Re: What to do with SIP and/or SSH spammers/hackers?

fofware wrote:

Bella
Sorry the right rule is this

config rule
    option name "SSH_WrongPass"
    option pattern ": bad password attempt for '%s' from %s:"
    option fields "user ip port"
    option script "/etc/logtrigger/blockiporport.sh"
    option maxfail "5"
    option enabled "1"

Without port too

To help you to see what happend when program work, you can run it with -D 5 options
logtrigger -D 5

Hi fofware,

just figured this one with the missing port myself ;-)
Now it is working as I need it with an almost identical ruleset (different fail-count, ...) as you just posted.

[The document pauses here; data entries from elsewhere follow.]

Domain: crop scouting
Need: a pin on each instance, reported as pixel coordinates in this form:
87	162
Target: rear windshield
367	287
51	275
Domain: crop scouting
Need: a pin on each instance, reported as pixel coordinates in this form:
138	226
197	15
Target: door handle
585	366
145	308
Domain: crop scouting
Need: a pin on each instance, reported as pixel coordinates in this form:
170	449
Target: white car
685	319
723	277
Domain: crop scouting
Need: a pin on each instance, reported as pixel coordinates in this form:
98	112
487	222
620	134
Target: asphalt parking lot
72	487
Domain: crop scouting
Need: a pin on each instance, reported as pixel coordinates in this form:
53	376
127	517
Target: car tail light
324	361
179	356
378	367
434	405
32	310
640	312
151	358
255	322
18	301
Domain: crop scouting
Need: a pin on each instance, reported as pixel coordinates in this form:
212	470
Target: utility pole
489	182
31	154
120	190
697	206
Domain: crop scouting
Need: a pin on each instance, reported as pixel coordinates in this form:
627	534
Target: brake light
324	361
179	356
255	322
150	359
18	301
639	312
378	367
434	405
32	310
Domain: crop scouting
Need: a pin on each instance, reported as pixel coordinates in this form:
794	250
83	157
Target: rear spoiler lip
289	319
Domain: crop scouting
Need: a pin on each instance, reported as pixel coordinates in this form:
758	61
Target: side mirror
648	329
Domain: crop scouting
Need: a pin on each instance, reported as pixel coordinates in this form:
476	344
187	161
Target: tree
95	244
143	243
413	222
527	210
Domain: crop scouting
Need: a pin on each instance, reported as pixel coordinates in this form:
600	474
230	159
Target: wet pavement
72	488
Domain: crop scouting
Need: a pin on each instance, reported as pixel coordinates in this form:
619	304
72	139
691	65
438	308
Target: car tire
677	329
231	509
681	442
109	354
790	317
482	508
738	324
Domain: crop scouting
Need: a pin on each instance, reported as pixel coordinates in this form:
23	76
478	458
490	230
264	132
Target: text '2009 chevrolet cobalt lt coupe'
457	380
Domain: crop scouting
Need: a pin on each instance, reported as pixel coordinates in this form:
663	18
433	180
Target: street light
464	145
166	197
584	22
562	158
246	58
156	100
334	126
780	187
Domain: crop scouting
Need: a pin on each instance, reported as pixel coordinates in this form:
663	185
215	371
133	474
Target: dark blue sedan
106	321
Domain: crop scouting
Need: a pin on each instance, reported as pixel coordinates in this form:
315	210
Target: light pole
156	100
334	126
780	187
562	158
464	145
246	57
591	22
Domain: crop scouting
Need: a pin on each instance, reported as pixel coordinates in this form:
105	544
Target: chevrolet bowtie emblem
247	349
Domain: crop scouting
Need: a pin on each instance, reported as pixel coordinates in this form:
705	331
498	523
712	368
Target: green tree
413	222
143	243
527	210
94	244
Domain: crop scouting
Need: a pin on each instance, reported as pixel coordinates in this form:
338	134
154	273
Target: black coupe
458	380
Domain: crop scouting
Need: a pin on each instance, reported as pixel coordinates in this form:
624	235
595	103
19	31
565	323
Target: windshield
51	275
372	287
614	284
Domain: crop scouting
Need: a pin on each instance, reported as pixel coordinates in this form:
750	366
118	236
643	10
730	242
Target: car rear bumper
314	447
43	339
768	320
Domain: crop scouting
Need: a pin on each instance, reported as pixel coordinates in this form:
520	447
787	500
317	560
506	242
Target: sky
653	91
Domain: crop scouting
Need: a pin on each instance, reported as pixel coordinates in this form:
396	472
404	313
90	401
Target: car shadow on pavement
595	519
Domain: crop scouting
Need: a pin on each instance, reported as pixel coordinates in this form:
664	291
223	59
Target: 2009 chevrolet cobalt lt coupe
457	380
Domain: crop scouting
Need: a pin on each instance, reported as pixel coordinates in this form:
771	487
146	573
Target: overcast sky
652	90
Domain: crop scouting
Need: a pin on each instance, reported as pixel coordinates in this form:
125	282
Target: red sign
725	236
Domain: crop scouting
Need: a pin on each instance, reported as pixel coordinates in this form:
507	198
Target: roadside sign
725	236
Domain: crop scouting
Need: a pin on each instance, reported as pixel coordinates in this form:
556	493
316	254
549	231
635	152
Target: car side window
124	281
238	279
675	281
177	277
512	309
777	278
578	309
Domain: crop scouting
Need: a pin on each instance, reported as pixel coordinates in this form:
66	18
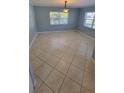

Thanks once again, and keep up your excellent work,

Isabella ;-)

Re: What to do with SIP and/or SSH spammers/hackers?

Hi Bella
Thanks very much

Re: What to do with SIP and/or SSH spammers/hackers?

This program is like fail2ban, isn´t?
It is in the normal openwrt-Trunk and i am trying it now, but it does not work. What dependencies does logtrigger have?

Re: What to do with SIP and/or SSH spammers/hackers?

Hi PsychoMantis
Yes is like fail2ban, It don't have dependencies...

Do you get some error?

If run from console with -D 5 what you see?